Meads Self - Sociology
Essay by people • April 18, 2011 • Essay • 278 Words (2 Pages) • 1,987 Views
Sociology
A person, according to Mead, is a personality because he belongs to a community; he takes over the institutions of that community into his own behavior. The self is a development. Like a child's development, it is learned or taught by those surrounding it. The self is an object, the body does not experience itself as a whole, and rather, the self, in some way, enters into the experience of the self. The individual experiences himself indirectly. The individual becomes an object to himself by taking the attitudes of the individuals around him, within a social environment or context of experience and behavior. Mead believes that the self is essentially a social structure and it arises in social experience. It is impossible to consider a "self" arising outside of social experience.
Speech is the action that affects the individual and the effects upon the individual and the conversations with others. Along with speech, thinking, according to Mead, becomes elementary to social action. The person, in a sense is responding to himself and this social conduct provides the behavior within which self appears.

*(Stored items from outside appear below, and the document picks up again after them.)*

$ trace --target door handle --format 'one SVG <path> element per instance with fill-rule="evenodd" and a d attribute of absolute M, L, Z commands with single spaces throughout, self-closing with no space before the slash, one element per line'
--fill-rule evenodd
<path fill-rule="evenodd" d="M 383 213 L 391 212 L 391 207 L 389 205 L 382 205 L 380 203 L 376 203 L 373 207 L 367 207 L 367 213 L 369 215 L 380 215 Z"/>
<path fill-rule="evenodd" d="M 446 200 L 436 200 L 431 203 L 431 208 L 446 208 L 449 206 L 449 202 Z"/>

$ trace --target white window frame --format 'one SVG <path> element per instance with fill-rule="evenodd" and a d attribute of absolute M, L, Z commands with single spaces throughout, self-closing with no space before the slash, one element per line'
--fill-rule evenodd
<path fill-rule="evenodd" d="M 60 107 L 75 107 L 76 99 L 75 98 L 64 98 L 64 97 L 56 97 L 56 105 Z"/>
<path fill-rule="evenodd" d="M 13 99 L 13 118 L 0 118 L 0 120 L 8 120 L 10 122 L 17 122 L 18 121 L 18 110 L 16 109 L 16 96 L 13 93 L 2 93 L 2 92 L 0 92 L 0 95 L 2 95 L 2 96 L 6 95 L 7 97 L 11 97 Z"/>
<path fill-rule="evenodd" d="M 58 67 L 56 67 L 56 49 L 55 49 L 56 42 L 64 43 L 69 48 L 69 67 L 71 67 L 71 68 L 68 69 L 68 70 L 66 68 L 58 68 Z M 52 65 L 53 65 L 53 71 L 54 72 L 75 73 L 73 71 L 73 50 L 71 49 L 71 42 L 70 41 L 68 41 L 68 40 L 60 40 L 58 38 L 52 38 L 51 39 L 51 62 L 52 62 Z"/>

Selves can only exist in definite relationships to other selves. People often make common responses toward certain things. These common responses are awakened in the individual, thus, when he is affecting other people, he brings about his own self. When putting himself in place of the generalized other, which represents the organized responses of all the members of the group, it is said that the man has character, in the moral sense. A self cannot exist unless there are other selves to look up to and to relate too. So, a self is a social product.